I realized that the problem was on Preprocessing part. It seems that simply dropping some features isn’t the way it works. Since I do not have a biochemical background, I didn’t know how to deal with such features. According to one of the Kaggle Discussion the following are shown as the interactions between the features.

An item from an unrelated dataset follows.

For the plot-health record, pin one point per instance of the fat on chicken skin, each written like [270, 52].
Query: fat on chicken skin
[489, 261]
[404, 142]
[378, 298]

  1. Molecular Complexity: BertzCT * ExactMolWt
  2. Structural Flexibility: Chi1 * Chi2n
  3. Functional Specificity: Chi1n * Chi3v
  4. Chemical Diversity: EState_VSA1 * NumHeteroatoms
  5. Size-Related Descriptors: ExactMolWt * FpDensityMorgan1
  6. Topological Patterns: FpDensityMorgan2 * FpDensityMorgan3
  7. Electronic Structure: HallKierAlpha * MaxAbsEStateIndex
  8. Atom Weight and Charge: HeavyAtomMolWt * MinEStateIndex
  9. Geometrical Shape: Kappa3 * NumHeteroatoms
  10. Molecular Surface Properties: PEOE_VSA10 * PEOE_VSA14
  11. Hydrophobicity and Polarizability: PEOE_VSA6 * PEOE_VSA8
  12. Solvent Accessible Surface Area: SMR_VSA10 * SMR_VSA5
  13. Electronic State and Shape: SlogP_VSA3 * VSA_EState9
  14. Functional Group Occurrence: fr_COO * fr_COO2
  15. Molecular Complexity: BertzCT * Chi1v
  16. Structural Patterns: Chi2n * Chi4n
  17. Molecular Weight and Shape: ExactMolWt * Kappa3
  18. Structural Density: FpDensityMorgan1 * FpDensityMorgan2
  19. Molecular Shape and Flexibility: HallKierAlpha * HeavyAtomMolWt
  20. Chemical Diversity: MinEStateIndex * NumHeteroatoms

Explore Multi-Label Classification with an Enzyme Substrate Dataset

Result

Submission after feature engineering scored 0.56547, which is a slight improvement than 0.56205.

Conclusion

This is my second time joining Kaggle Playground Competition . The dataset is well refined, which encourages me to jump into analyze those data. Also this is my first time using Deep Learning methods to solve problems. Compared to ML techniques, Deep Learning has more freedom in constructing model, which makes me more intriguing.

I can implement the knowledge what I have learned, and this experience was far different from I imagined so far. Simply knowing the frameworks won’t work. I realized that refining data using domain knowledge is the key part of Deep Learning process. We have to remember that Deep Learning is just a tool not Deus ex machina.

I’ll keep learning deeply about Deep Learning techniques, and someday start my own major-related project!